Air Guns
Air guns are not airsoft guns, as they function quite differently and are much more powerful. They are classified as pneumatic (that means using gas to do work in science .458 socom ammo and technology, thank you Wikipedia) guns, and they have many different operational styles.
One must know that air guns are not new, in fact, they go back as far as the 1400s. They were favorable to alternative types of firearms because of their speed (back then it was fast), quietness, and low visibility. Air guns could be fired more times than other times of guns and did not make very loud sounds or put out clouds of smoke. They are also very powerful, and that is what is covered next.

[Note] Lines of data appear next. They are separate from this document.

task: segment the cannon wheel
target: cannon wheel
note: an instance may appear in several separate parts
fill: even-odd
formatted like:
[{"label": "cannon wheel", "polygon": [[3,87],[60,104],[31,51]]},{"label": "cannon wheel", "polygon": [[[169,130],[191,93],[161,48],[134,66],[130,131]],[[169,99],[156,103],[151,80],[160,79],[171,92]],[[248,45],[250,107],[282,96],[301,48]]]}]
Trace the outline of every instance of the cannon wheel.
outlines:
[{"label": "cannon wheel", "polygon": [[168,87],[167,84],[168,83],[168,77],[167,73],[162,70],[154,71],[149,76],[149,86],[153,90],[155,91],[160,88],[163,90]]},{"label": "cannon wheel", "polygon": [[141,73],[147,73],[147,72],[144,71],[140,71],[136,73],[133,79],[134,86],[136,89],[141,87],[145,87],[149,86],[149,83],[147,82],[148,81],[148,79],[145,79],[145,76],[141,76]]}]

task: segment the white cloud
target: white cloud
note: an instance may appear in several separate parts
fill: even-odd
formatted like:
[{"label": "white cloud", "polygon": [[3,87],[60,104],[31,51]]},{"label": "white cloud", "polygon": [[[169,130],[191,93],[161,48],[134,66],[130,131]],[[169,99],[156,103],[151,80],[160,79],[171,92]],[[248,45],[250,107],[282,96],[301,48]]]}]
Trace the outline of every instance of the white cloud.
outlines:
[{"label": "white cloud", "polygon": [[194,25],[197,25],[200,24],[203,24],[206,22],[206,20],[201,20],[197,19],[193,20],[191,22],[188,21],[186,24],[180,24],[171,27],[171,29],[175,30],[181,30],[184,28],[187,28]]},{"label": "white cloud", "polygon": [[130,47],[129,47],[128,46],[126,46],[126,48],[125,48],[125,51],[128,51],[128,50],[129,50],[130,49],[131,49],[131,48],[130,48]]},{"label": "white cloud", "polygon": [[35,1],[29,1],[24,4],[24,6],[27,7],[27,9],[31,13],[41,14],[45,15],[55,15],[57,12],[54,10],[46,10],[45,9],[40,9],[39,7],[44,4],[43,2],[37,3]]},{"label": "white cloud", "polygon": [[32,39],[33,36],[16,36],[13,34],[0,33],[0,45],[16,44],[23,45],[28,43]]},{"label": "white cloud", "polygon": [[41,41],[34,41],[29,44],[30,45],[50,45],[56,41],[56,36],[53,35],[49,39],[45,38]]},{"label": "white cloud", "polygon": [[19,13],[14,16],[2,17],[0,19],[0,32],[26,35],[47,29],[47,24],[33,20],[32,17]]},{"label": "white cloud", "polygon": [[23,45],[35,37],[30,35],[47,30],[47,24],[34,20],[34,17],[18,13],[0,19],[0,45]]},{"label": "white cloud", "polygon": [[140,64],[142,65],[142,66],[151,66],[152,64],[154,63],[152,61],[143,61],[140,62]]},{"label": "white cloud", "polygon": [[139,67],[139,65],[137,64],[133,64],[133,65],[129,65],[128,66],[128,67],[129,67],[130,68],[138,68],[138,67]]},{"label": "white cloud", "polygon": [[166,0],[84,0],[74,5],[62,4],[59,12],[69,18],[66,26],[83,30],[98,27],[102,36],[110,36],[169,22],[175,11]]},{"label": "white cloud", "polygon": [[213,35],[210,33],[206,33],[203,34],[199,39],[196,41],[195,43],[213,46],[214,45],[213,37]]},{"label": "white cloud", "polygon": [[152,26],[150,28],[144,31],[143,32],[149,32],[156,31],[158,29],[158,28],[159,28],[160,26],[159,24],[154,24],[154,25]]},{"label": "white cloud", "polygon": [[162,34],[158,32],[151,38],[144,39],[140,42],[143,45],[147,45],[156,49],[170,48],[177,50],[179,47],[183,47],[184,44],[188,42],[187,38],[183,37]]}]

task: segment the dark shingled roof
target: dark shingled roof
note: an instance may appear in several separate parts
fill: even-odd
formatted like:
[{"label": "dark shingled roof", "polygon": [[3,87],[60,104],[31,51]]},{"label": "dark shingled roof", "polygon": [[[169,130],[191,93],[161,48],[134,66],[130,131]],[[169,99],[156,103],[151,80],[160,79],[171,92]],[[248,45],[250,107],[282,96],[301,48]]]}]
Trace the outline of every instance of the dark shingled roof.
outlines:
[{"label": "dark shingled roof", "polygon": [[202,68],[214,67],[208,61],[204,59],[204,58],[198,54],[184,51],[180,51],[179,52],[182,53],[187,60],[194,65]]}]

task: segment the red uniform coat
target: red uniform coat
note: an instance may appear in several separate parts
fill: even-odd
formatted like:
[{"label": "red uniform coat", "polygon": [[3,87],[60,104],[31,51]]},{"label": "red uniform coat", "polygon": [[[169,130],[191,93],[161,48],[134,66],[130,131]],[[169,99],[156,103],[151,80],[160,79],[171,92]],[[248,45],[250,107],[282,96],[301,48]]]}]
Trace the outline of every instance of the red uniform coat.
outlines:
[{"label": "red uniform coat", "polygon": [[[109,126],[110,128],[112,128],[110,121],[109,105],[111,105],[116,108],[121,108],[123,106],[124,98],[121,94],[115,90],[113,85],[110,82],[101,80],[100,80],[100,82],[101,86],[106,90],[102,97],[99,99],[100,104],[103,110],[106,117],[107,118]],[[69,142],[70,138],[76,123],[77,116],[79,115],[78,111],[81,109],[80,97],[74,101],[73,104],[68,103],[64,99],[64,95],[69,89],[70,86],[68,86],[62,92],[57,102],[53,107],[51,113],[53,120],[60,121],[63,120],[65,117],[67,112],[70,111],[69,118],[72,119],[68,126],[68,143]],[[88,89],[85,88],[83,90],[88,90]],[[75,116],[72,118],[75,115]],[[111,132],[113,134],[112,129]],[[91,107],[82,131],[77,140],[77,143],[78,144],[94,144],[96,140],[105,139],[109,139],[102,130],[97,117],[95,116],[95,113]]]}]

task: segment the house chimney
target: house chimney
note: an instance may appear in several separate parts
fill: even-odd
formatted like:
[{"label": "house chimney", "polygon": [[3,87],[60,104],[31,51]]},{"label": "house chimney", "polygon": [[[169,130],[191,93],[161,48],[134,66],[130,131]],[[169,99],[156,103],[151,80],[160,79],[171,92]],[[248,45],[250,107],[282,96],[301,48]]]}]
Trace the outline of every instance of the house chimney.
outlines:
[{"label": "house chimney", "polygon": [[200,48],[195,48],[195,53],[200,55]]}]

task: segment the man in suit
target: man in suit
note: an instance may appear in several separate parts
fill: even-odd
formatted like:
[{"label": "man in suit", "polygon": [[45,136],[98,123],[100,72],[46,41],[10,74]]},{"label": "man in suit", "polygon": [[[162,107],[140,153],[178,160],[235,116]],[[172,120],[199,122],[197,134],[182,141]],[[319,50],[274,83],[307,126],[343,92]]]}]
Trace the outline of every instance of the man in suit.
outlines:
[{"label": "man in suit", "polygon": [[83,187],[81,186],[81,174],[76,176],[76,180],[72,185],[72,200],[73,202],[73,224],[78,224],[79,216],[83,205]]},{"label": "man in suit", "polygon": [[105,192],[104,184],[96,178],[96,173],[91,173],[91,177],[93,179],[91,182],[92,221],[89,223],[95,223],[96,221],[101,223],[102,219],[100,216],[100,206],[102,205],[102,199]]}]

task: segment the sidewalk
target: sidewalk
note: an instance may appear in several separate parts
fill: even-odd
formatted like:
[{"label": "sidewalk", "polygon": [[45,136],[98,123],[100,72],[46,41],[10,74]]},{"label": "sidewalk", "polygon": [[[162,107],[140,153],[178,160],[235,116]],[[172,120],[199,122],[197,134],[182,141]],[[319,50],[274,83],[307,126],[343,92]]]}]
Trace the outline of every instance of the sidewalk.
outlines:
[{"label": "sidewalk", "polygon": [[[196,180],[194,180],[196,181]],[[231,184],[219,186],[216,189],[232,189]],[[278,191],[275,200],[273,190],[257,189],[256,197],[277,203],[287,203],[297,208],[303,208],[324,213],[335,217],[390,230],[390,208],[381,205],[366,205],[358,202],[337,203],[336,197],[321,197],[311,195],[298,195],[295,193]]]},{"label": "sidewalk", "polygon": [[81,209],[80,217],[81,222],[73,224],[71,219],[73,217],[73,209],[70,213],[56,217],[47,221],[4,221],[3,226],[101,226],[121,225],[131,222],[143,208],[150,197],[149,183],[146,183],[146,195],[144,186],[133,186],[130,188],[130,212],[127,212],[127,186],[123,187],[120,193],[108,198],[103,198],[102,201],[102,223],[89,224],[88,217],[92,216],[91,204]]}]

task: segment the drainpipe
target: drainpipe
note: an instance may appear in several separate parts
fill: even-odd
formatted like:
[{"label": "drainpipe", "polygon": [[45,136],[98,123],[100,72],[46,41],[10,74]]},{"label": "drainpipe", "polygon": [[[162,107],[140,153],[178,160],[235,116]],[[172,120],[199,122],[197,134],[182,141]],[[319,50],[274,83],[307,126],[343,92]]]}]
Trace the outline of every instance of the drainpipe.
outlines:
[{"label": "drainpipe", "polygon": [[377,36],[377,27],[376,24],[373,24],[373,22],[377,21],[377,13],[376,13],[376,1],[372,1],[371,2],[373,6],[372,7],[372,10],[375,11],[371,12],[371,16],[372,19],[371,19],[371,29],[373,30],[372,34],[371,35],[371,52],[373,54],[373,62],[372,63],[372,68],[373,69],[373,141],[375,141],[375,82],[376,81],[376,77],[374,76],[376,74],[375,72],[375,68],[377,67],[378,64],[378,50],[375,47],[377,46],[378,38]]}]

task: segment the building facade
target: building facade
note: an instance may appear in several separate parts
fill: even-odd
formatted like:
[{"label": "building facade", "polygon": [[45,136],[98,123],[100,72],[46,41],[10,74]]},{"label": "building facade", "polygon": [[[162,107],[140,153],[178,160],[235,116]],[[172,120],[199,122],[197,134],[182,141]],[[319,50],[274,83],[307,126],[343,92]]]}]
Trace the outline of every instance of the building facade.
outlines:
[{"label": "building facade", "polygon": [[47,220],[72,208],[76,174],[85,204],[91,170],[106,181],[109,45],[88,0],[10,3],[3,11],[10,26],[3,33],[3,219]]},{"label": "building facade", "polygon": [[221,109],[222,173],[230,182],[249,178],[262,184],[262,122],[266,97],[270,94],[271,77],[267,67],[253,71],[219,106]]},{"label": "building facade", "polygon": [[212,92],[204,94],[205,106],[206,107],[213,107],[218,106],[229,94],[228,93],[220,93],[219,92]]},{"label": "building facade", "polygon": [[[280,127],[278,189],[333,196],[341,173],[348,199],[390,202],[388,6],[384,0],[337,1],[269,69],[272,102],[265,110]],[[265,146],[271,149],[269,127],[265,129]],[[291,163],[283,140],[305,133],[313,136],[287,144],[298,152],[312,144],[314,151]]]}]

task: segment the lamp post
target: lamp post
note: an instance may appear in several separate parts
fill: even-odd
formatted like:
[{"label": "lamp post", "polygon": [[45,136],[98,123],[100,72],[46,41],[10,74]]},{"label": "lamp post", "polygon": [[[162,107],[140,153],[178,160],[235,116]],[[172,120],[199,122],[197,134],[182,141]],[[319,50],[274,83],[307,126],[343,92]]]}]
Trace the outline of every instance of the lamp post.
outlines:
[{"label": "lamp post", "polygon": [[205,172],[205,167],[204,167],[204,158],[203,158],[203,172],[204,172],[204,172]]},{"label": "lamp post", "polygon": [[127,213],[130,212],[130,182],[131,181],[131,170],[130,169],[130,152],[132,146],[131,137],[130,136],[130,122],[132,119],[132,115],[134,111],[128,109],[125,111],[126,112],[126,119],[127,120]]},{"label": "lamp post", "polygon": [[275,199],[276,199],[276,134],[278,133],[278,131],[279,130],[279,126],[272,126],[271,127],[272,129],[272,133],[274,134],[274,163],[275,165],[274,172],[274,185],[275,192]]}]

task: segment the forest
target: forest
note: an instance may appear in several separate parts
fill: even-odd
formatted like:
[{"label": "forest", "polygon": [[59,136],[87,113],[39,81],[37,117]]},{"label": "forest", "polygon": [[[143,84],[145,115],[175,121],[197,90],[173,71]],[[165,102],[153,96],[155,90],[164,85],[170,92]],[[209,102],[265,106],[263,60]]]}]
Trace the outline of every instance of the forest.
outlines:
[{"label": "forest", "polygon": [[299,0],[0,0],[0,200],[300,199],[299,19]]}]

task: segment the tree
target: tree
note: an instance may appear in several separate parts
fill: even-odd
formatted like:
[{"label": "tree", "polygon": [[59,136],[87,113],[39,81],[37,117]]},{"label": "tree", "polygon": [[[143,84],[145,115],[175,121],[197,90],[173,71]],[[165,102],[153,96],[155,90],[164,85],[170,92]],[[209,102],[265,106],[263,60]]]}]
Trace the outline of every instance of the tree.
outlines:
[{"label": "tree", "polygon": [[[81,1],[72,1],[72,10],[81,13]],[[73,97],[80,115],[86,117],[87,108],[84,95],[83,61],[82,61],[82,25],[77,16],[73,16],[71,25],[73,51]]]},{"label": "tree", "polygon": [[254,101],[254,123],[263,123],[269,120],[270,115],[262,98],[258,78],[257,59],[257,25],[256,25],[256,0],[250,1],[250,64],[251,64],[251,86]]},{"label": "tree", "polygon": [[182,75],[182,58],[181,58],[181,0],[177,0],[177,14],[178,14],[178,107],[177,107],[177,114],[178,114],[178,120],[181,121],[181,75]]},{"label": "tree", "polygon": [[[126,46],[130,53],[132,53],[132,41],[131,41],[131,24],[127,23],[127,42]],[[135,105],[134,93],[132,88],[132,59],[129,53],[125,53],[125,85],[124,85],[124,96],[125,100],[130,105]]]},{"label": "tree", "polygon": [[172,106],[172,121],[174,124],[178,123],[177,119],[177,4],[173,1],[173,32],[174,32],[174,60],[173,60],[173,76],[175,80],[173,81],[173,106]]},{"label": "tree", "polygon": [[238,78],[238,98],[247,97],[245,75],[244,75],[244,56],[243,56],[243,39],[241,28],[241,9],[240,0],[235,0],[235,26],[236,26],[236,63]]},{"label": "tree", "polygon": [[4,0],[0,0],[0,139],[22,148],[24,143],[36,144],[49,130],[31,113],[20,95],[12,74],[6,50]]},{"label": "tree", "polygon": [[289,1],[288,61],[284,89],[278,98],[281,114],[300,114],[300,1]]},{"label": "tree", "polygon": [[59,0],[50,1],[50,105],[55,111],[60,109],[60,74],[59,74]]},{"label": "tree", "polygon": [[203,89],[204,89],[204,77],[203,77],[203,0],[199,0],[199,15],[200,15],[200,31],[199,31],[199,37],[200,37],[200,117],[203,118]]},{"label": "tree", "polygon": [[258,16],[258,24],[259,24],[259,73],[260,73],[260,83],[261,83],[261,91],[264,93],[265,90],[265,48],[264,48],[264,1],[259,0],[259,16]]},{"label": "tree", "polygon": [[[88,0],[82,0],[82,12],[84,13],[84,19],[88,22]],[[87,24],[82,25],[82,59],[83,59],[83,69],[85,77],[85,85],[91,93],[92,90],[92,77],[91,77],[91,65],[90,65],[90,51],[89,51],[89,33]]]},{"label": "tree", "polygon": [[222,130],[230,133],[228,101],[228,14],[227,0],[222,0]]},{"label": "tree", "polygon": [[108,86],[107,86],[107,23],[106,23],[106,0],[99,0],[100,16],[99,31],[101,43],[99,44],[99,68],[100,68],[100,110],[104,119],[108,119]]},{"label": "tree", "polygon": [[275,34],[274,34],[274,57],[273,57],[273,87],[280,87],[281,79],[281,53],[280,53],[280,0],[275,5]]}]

Three main methods are available for powering air guns; spring-piston, gas-ram, and pneumatic. Spring piston air guns are pumped by cocking the barrel or a level. The strength required to cock is directly proportional to the power of the air gun. Typically, spring pistons shoot pellets at the speed of sound. They operate through an internal spring-loaded piston, which is pulled back and locked into a sear. After pulling the trigger, the piston is released and compresses air heavily in a chamber directly behind the pellet, and that pressure pushes the pellet out through the barrel. Many modern spring piston guns have a battery to automatically cock the gun, and although many are single-shot and are loaded through a breech (like a shotgun), advancements have allowed multi-shot spring piston guns.
Gas-ram air guns are quite interesting, in the fact that their spring is gas itself. There is a small amount of gas in a chamber behind the pellet, and after cocking, that air becomes much more pressurized. Gas-rams are much more efficient and overall better than spring pistons because of their durability and advanced accuracy, although they do cost more.
Finally, there is pneumatic, which is separated into several different categories. First of all, pneumatic guns use only gas to project the pellets; you pump, gas is compressed, pull the trigger, gas pushes the pellet out. This sounds a lot like gas-ram but, although it is similar, it is not the same. In gas-ram there is already some gas inside the chamber, and that gas is further compressed, but in pneumatic, each pump there is fresh gas. There are two types of regular pneumatic guns; multi-stroke and single-stroke. In multi-stroke guns, the pump must be pulled over one time for a sufficient shot, while single-stroke guns only require one pump. Multi-stroke pneumatic air guns are the most popular and cheapest kind of air gun.